According to documents obtained by The Mail on Sunday, the course proposes explaining the “rules about self-stimulation” in the Year Two lesson plan, provided to children between six and seven years old. The lessons are then continued in Years Four and Five, catered to children between eight and ten.

The ‘All About Me’ section of the Warwickshire County Council’s website explains that children should be taught that it is “very normal” to touch yourself, but should be done in private. At the same time, adults are discouraged from chastising children caught touching themselves, stressing that “all this serves to do is to make children feel guilty for enjoying their own bodies.”

However, concerns over the pilot scheme, launched ahead of the rollout of a national reform of the Relationship and Sex Education programme next September, began to flow in in during the summer, when parents at the Coten End Primary School in Warwick, one of the schools affected, confronted Jonny Hunt, a sex education consultant and one of the authors of All About Me, about what they felt was the overtly sexual content of a programme aimed at young children.

Hunt insisted that the concept of “self-stimulation or self-soothing” was “not sex education but actually information around safe and appropriate touching.”

“However uncomfortable adults may find it, children of all ages will self-stimulate from time to time,” he explained.

Not all parents found the explanation acceptable, however, with the Seymour family withdrawing their two sons from school during the week that the programme was being taught. “This sexualisation of our children is just totally inappropriate. They are calling it self-touching and they won’t use the term masturbation, but when you read it that’s exactly what they’re talking about,” Mathew Seymour, the boys’ father, said.

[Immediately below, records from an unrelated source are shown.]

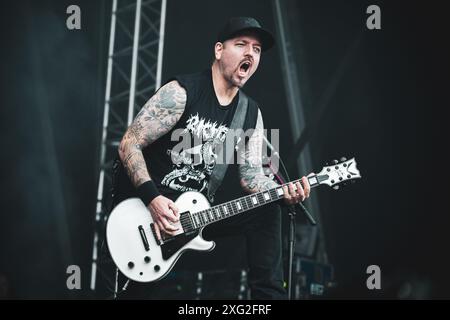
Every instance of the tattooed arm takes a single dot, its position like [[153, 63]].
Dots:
[[252, 175], [157, 117]]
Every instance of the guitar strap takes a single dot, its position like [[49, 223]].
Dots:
[[220, 168]]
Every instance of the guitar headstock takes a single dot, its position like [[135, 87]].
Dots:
[[339, 173]]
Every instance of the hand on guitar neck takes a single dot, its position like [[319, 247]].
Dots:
[[166, 216]]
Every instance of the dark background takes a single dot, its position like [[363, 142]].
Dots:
[[387, 111]]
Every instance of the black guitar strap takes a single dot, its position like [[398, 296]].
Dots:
[[220, 168]]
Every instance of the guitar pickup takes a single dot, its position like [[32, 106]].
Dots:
[[158, 241]]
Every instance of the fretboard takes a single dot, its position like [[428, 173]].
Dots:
[[243, 204]]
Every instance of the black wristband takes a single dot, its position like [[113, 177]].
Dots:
[[147, 192]]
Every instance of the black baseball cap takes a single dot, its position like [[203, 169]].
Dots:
[[238, 25]]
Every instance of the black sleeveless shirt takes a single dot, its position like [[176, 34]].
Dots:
[[204, 123]]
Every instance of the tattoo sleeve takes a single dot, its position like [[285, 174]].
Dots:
[[251, 171], [158, 116]]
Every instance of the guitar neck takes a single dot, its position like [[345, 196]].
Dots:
[[232, 208]]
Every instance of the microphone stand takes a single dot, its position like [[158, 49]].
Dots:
[[292, 213]]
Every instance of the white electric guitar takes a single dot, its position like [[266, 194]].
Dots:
[[141, 257]]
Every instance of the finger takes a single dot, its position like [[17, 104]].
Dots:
[[170, 215], [306, 186], [174, 209], [300, 191], [158, 230], [292, 190], [287, 196]]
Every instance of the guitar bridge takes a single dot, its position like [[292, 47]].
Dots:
[[158, 241]]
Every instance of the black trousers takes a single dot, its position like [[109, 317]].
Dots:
[[261, 229]]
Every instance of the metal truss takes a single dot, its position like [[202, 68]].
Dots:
[[135, 55]]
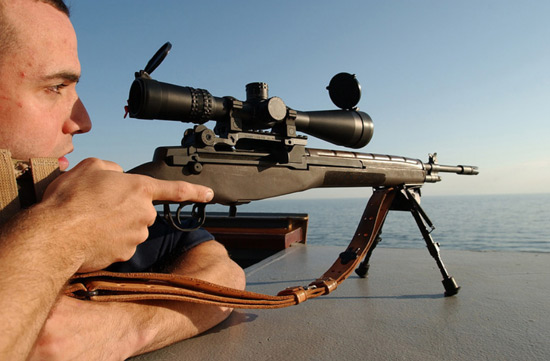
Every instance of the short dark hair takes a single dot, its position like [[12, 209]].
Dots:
[[58, 4], [8, 36]]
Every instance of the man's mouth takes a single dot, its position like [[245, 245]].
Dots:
[[63, 163]]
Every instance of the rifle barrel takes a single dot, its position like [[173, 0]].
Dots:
[[458, 169]]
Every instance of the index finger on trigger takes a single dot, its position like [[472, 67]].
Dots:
[[180, 191]]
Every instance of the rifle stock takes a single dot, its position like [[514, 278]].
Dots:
[[241, 177]]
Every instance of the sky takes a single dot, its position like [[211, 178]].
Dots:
[[466, 79]]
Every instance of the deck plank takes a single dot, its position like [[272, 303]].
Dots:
[[397, 313]]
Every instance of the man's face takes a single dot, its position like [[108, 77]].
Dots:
[[39, 108]]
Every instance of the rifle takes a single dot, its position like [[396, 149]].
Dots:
[[254, 152]]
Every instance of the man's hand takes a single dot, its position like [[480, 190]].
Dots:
[[102, 213]]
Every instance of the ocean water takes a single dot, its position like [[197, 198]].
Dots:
[[483, 223]]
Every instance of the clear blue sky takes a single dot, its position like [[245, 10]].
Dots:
[[466, 79]]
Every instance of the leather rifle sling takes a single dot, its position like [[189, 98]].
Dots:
[[108, 286]]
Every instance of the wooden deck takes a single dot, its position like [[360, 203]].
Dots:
[[502, 311]]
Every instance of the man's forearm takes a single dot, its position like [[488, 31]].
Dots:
[[33, 272], [119, 330]]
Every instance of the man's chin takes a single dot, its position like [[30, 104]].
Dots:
[[63, 163]]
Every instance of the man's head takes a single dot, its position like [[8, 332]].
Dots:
[[39, 108]]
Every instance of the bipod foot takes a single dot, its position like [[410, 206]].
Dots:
[[426, 227], [451, 287]]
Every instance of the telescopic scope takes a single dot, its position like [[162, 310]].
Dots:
[[151, 99]]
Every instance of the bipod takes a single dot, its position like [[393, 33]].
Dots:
[[407, 199]]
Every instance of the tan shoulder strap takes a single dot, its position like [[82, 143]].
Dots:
[[43, 171], [9, 195]]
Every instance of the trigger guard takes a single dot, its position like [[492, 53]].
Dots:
[[198, 214]]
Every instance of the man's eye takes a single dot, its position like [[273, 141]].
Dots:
[[56, 88]]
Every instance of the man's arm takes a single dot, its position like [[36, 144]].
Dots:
[[90, 217], [115, 330]]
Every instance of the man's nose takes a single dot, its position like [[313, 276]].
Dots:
[[80, 120]]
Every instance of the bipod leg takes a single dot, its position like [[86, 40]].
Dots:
[[423, 222], [363, 269]]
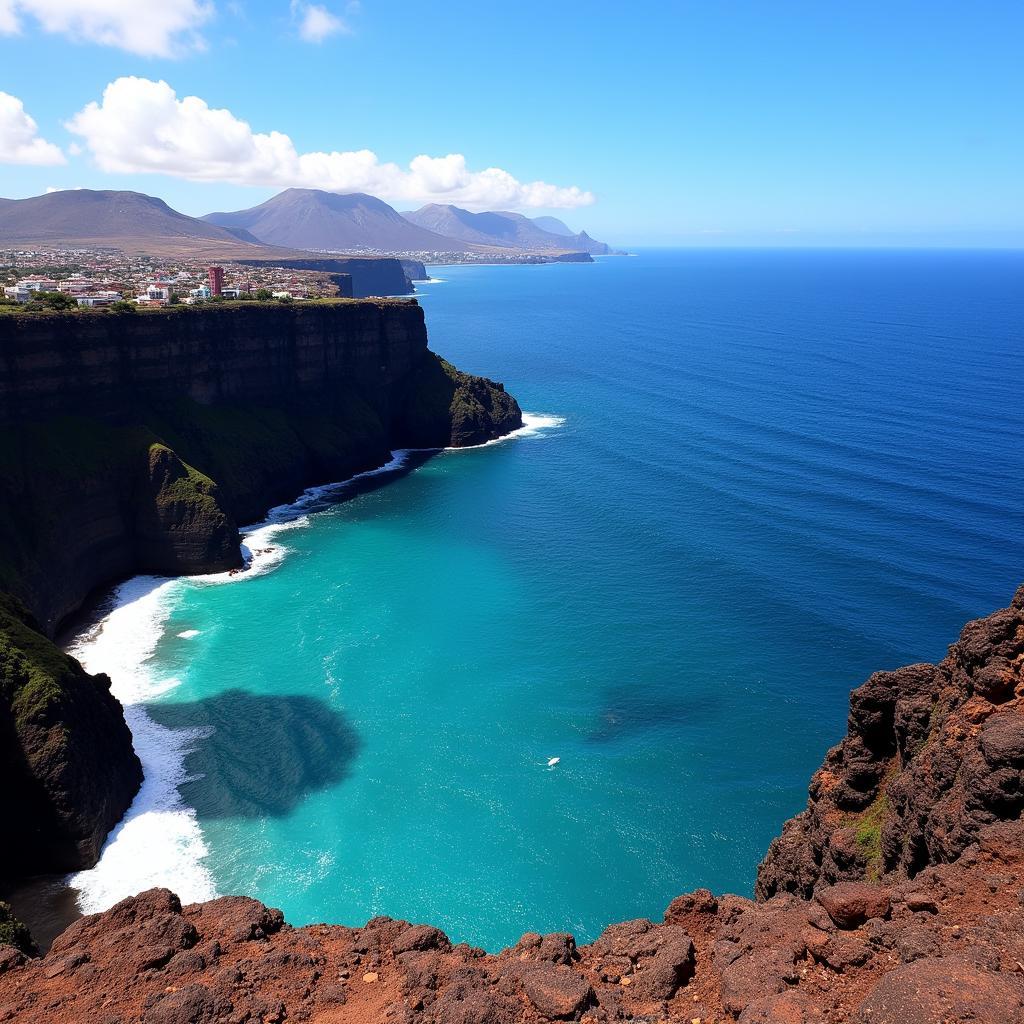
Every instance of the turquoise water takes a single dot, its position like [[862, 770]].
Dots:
[[777, 472]]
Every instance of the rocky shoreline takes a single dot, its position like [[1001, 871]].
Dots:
[[136, 444], [922, 923]]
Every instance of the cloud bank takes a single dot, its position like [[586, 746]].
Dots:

Warwickshire County Council insisted that the new lessons, which it will not be possible to opt out of starting next year, were perfectly appropriate, and “tailored to the age and development level of the children.”

“While some of the material may be sensitive to some, we believe it is important for children…to get clear and consistent information about this important, but often overlooked subject,” the Council said, in a statement quoted by The Daily Mail.

News about the controversial programme quickly spread online, with parents and concerned citizens blasting the initiative, calling it “child abuse,” and asking “why is this being allowed?!”

“What perverse, deranged idiot came out with this idea? How about teaching kids to read and write?” one angry user asked. “I’m so glad my kids are adults now – the education system has completely lost the plot!!” another chimed in. “Why aren’t teachers striking to prevent this??” another asked.

The discussion soon broke out into a debate about just what is the appropriate age or this subject to be taught, with most everyone agreeing that six years of age was simply too young.

Finally, some called on Secretary of State for Education Gavin Williamson and other officials to turn their attention to this issue.